E allora in lui s’avverò il miracolo. D’un tratto il suo corpo ebbe un fremito. I suoi piedi cominciarono a colorarsi di verde e poi le gambe, le braccia, il busto e la faccia, divennero verdi come il colore di quell’alga che aveva mangiato.
La sua barba cominciò ad assumere un bel colore verde e su tutto il corpo gli spuntarono peli verdi e lunghi, sottili e fini come fili di seta. II cuore di Glauco s’empì di gioia, mentre una forza incontenibile, più grande della sua stessa volontà, lo fece alzare da terra e correre verso il mare, dentro al quale s’immerse con un gran salto.
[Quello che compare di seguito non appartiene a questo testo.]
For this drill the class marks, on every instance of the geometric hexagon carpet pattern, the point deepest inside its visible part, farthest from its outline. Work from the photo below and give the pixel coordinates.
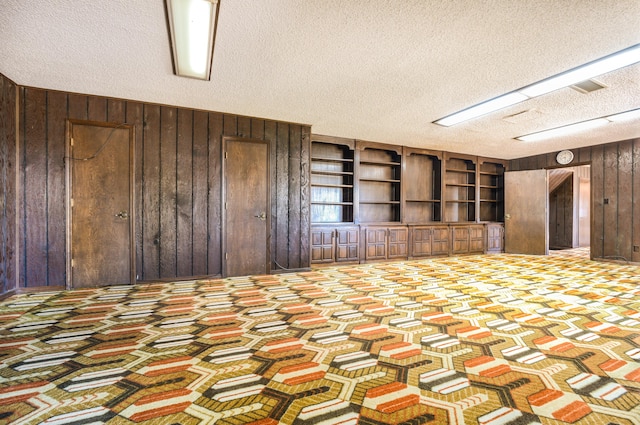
(489, 339)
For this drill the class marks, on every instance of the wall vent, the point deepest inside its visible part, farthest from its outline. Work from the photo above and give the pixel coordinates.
(588, 86)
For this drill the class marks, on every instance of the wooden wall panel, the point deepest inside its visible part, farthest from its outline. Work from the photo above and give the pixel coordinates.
(305, 196)
(282, 196)
(610, 200)
(184, 194)
(635, 200)
(615, 179)
(8, 132)
(294, 196)
(178, 184)
(216, 125)
(168, 194)
(34, 186)
(150, 209)
(597, 201)
(200, 194)
(624, 210)
(134, 115)
(56, 190)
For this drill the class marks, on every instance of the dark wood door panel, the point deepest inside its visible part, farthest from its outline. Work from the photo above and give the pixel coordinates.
(398, 242)
(376, 244)
(347, 244)
(322, 247)
(421, 242)
(247, 220)
(100, 170)
(440, 242)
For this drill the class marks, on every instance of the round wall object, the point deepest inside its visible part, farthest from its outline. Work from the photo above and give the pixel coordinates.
(564, 157)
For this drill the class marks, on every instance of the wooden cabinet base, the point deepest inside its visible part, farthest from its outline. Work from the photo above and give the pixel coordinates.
(372, 243)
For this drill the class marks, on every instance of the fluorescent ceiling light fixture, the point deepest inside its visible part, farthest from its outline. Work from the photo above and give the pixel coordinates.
(580, 126)
(192, 29)
(585, 72)
(625, 116)
(483, 108)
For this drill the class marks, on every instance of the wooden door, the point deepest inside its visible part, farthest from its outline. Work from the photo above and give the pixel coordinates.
(561, 215)
(421, 241)
(100, 205)
(322, 246)
(347, 243)
(460, 238)
(375, 243)
(526, 212)
(476, 238)
(495, 237)
(398, 242)
(246, 207)
(440, 240)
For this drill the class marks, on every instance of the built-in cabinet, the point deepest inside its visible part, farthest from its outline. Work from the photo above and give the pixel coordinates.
(335, 244)
(386, 243)
(429, 241)
(375, 202)
(495, 237)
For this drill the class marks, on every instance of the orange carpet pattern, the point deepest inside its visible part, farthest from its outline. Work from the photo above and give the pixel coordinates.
(495, 340)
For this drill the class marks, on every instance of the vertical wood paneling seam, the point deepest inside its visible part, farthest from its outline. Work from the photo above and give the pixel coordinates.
(140, 213)
(175, 197)
(23, 171)
(193, 212)
(604, 169)
(46, 185)
(617, 199)
(159, 183)
(208, 229)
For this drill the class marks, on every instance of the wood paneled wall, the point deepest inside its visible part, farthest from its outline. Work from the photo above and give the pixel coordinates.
(8, 134)
(615, 195)
(178, 184)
Oh, il grande dolce sapore del mare, l’cstasi sublime in cui ogni sentimento s’annulla e la pace si confonde con la gioia! Lievi le onde lo accarezzarono sfiorandolo e Glauco, il biondo ceruleo Glauco, divenne un tritone del mare, immortale e profetico.
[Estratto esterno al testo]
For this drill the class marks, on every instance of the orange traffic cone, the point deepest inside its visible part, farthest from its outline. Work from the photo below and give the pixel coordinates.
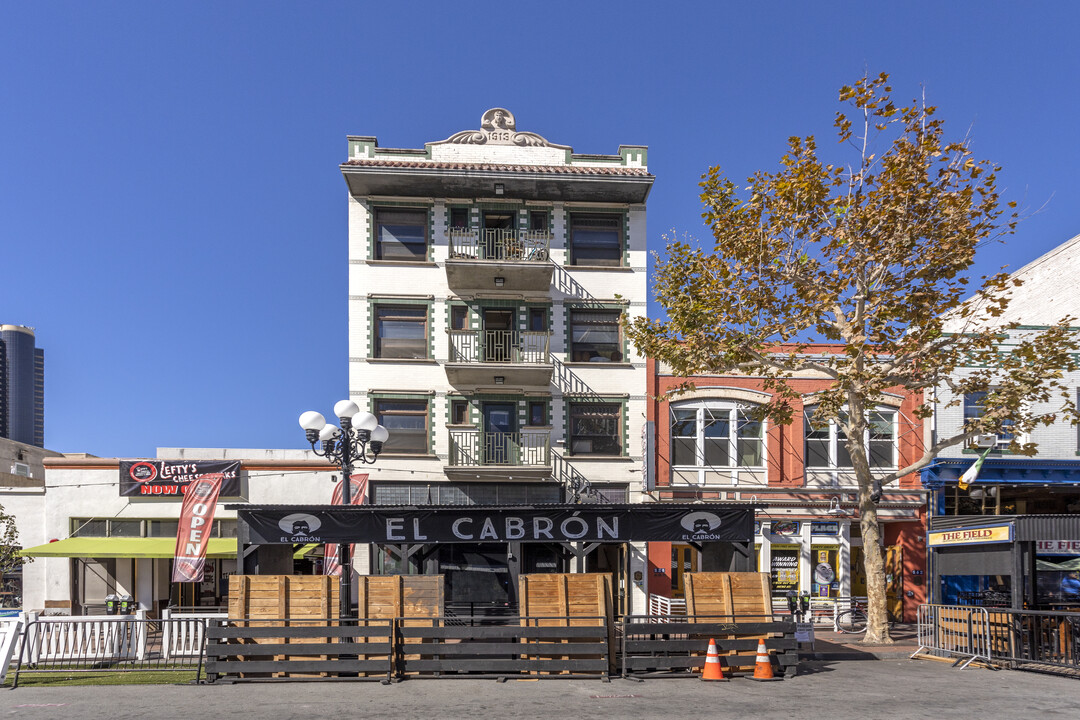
(763, 667)
(713, 669)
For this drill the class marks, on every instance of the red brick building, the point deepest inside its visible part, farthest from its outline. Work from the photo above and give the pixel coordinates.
(709, 447)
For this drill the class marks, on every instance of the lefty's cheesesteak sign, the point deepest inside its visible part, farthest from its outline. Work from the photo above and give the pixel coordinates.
(173, 477)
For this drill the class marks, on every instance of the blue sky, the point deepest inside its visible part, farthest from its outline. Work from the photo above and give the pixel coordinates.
(173, 217)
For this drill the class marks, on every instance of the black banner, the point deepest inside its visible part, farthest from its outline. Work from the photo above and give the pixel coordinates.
(474, 525)
(163, 478)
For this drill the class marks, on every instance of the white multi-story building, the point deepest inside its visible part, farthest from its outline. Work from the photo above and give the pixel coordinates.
(488, 273)
(1012, 537)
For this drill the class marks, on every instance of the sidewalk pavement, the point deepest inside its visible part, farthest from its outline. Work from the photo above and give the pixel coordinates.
(829, 646)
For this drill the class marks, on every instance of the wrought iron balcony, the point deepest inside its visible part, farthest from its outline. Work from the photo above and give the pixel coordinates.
(488, 258)
(500, 245)
(476, 448)
(510, 347)
(520, 357)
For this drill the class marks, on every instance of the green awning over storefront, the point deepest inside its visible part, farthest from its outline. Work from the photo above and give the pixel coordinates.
(142, 547)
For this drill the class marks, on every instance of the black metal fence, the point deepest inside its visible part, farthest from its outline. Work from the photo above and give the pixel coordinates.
(296, 648)
(458, 646)
(676, 646)
(502, 648)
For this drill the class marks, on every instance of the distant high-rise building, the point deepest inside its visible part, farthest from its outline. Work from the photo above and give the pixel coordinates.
(22, 386)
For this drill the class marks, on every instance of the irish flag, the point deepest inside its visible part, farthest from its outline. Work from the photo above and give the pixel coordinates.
(972, 473)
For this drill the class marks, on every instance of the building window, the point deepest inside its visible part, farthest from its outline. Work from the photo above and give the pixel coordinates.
(459, 317)
(595, 429)
(459, 218)
(538, 320)
(974, 407)
(401, 331)
(595, 336)
(827, 447)
(716, 434)
(595, 240)
(538, 412)
(459, 411)
(401, 234)
(407, 422)
(538, 221)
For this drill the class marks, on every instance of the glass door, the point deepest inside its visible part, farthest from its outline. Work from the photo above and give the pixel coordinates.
(500, 421)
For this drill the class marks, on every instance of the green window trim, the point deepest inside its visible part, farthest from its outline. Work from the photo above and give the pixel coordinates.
(373, 208)
(375, 398)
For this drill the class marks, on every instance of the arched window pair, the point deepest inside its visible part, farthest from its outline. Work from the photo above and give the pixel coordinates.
(716, 433)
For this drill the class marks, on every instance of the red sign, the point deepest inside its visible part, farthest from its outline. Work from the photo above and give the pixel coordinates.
(197, 521)
(332, 566)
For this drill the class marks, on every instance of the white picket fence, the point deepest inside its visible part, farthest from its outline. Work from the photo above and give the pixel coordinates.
(90, 638)
(664, 607)
(183, 632)
(11, 633)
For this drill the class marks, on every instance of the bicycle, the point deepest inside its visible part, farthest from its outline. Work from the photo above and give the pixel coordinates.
(852, 620)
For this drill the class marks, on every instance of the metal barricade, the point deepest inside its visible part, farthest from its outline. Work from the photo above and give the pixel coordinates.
(960, 632)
Sul fondo egli vide una casa attorniata da un giardino bellissimo, pieno di alghe e di coralli, un caleidoscopio di colori stupendi, mentre attorno si udiva una musica dolcissima e allettante. Vi entrò e ne fece la sua reggia.
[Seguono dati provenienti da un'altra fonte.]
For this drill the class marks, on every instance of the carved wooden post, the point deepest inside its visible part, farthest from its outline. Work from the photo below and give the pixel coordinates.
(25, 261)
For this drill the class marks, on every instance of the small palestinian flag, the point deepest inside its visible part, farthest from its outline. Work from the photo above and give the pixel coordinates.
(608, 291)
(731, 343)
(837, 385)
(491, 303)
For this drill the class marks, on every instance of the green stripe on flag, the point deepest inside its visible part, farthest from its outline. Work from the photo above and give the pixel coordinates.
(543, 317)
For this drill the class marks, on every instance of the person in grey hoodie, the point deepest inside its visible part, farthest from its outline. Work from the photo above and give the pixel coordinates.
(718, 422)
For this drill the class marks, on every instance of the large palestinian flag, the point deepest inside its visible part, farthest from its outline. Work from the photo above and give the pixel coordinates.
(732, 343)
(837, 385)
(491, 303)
Da quel giorno Glauco volle restare per sempre nel mare dello Stretto. Si rivide con Scilla? Le parlò? Cessò, per questo, Scilla, di far strage dei naviganti? Dice la leggenda che anche ai tempi nostri, quando infuria la tempesta, Glauco solleva il capo al di sopra delle onde e subito, il mare si fa calmo e diventa invitante, come lo era nella preistoria, quando Scilla era ancora una fanciulla bellissima e non un feroce mostro mari no, con dodici gambe e sei latranti teste canine.

PERSONAGGI

GLAUCO:
Mitico pescatore della Beozia, secondo alcuni figlio di Nettuno ed Eutea. Vedendo che alcuni pesci posti sopra una certa erbetta riprendevano vigore e saltellando ritornavano in mare, volle mangiarne anch’egli, e subito si tramutò in tritone marino…

SCILLA:
Innamorata di Glauco, pregò la maga Circe di convincerlo ad amarla. Circe, invece, conosciuto Glauco, se ne innamorò follemente, avvelenò il fonte dove Scilla soleva bagnarsi e la trasformò in un mostro marino con sei teste canine.

CIRCE:
Maga figlia del Giorno e della Notte, o del Sole e della Luna, o del Sole e Perseide, sorella del re Oeta. Cacciata dal suo paese per aver avvelenato il marito, re dei Sarmati, venne ad abitare nell’isola di Ea od Oea o di Acae. Accolse Ulisse ramingo nella sua reggia e mutò i suoi compagni in varie bestie.